She took a few sips from her glass and brushed a strand of hair back from her brow. Roddy didn’t speak for some time.
‘What we should probably do,’ he said at last, ‘is take a look through the pictures tomorrow and see what we can arrange.’ Phoebe nodded. ‘Right now, I think we’d better go to bed.’ She looked up, questioning. ‘Separately,’ he explained.
‘All right.’
Together they climbed the Great Staircase, and at the entrance to the East Corridor, they kissed a formal good-night.
4
Phoebe felt tiny in the four-poster. Her mattress was soft and full of lumps, and although she had intended to lie to the side of the bed nearest the window, she found herself rolled by the weight of her own body into a deep valley at the centre. The bed creaked whenever she moved: but then the whole house seemed to be forever creaking, or groaning, or whispering, or rustling, as if never for a moment at ease with itself, and in an effort to close her ears to this disquieting soundtrack, she tried to focus her mind on the day’s strange events. She was pleased, on the whole, with the way things had worked out with Roddy. Even before arriving at Winshaw Towers, she had taken the reluctant decision to sleep with him if he made this his absolute precondition for promoting her work, but she was glad that she hadn’t been obliged to go through with it. Instead, something much better, and much more unexpected, was starting to emerge from their weekend together: a sense of mutual understanding. She even realized — very much to her own surprise — that she was beginning to trust him. And in the warm glow of this realization, she permitted herself a fantasy: the same fantasy to which all artists, however good their intentions, however unflinching their principles, have recourse from time to time. It was a fantasy of success; of recognition, and acclaim. Phoebe’s ambitions were too modest to encompass worldwide celebrity, or serious wealth, but she did dream — as she often had before — of having her work seen and appreciated by other painters; of touching the lives and colouring the perceptions of a few members of the public; of being exhibited, perhaps, in her home town, so that she might give something back to the people with whom she had grown up, repay her parents for the faith and patience which they had vouched her and which had been so valuable during her worst moments of self-doubt. At the thought that some — or even all — of this might now, possibly, miraculously, be about to happen, she stretched her legs beneath the grey, musty sheets and added a whole new chorus of delicious creaks to the furtive stirrings of the house itself.
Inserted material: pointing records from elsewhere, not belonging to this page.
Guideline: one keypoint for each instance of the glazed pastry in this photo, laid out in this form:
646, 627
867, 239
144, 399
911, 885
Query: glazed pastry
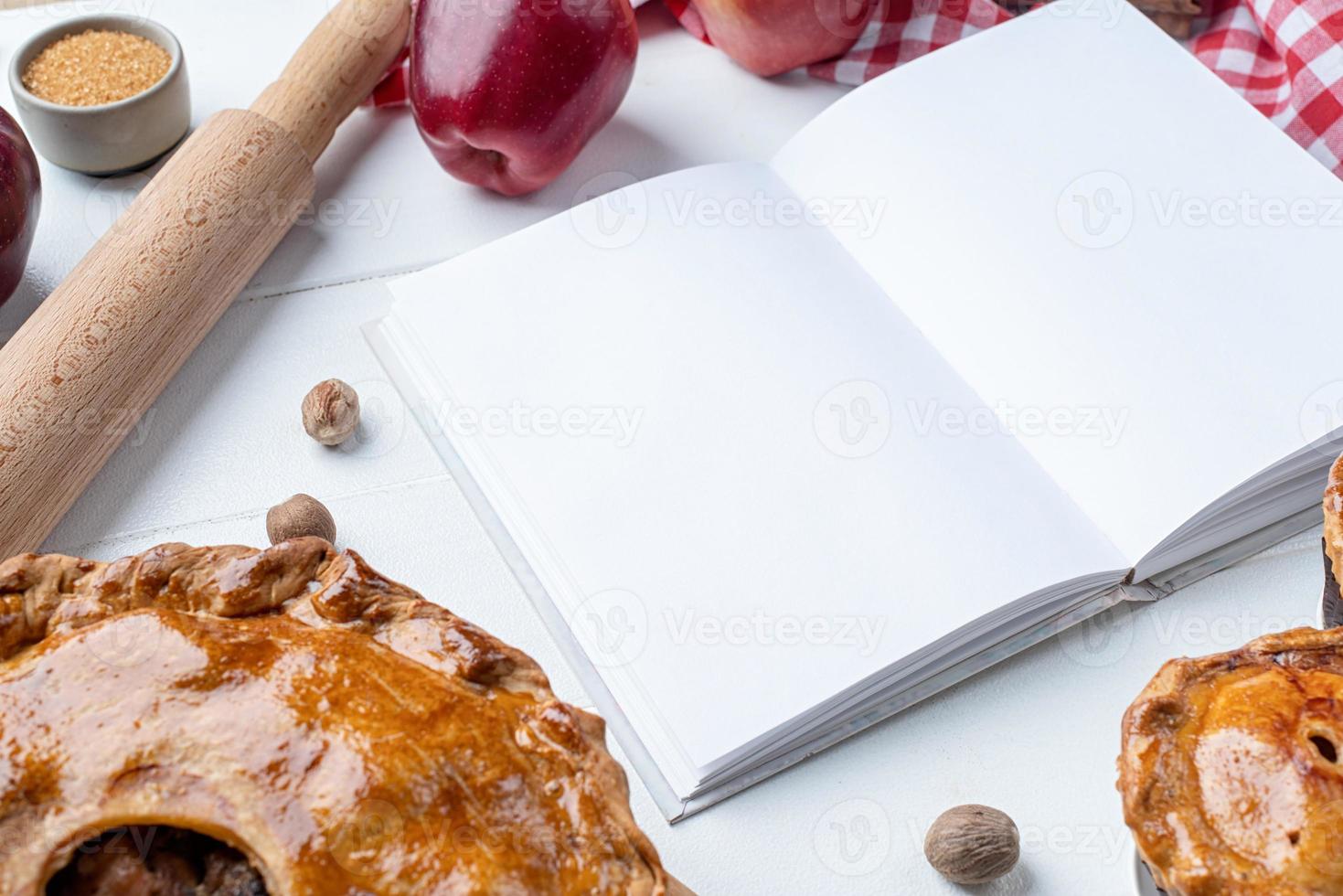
288, 721
1334, 534
1231, 770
But all at once she was aware of another noise, too. It was coming from the direction of the door, which she had taken the precaution of locking before getting into bed. She sat up cautiously and reached out for the table lamp, which cast a murky, ineffectual glow over the room. She looked towards the door. Suddenly feeling like the leading lady in some low-budget and none too original horror film, she realized that the handle was turning. There was someone out in the corridor, trying to get in.
Phoebe swung her legs out of bed and tiptoed towards the door. She was wearing a thick, striped cotton nightshirt which buttoned up at the front and reached down almost to her knees.
‘Who is it?’ she asked, in a brave, slightly quavering voice, after the handle had been tried a few more times.
‘Phoebe? Are you awake?’ It was Roddy’s voice: a loud whisper.
She sighed with exasperation. ‘Well of course I’m awake,’ she said, unlocking the door and holding it ajar. ‘If I wasn’t before I certainly am now.’
‘Can I come in?’
‘I suppose so.’
She opened the door and Roddy, who was wearing a satin kimono, slid inside and sat down on the bed.
‘What is it?’
‘Come and sit down a minute.’
She sat beside him.
‘I couldn’t sleep,’ he said.
No further explanation seemed to be forthcoming.
‘So?’
‘So I thought I’d come and see how you were.’
‘Well, I’m fine. I mean, I haven’t contracted any life-threatening diseases in the last half hour or anything.’
‘No, but I mean — I came to check that you weren’t too upset.’
‘Upset?’
‘By my sister, and … oh, I don’t know, by everything. I thought it might all have been a bit much for you.’
‘That’s very nice of you, but I’m fine. Really. I’m quite a tough little cookie, you know.’ She smiled. ‘Are you sure that’s the reason you came?’
‘Of course it is. Well, pretty much.’ He sidled closer towards her. ‘I was lying in bed, if you must know, thinking about that story you told me. About you burning all your paintings. I was thinking that — well, correct me if I’m wrong here — but that’s not the sort of story you would have told to just anybody. It occurred to me that possibly’ (he put his arm around her shoulder) ‘you must have begun to like me a little bit.’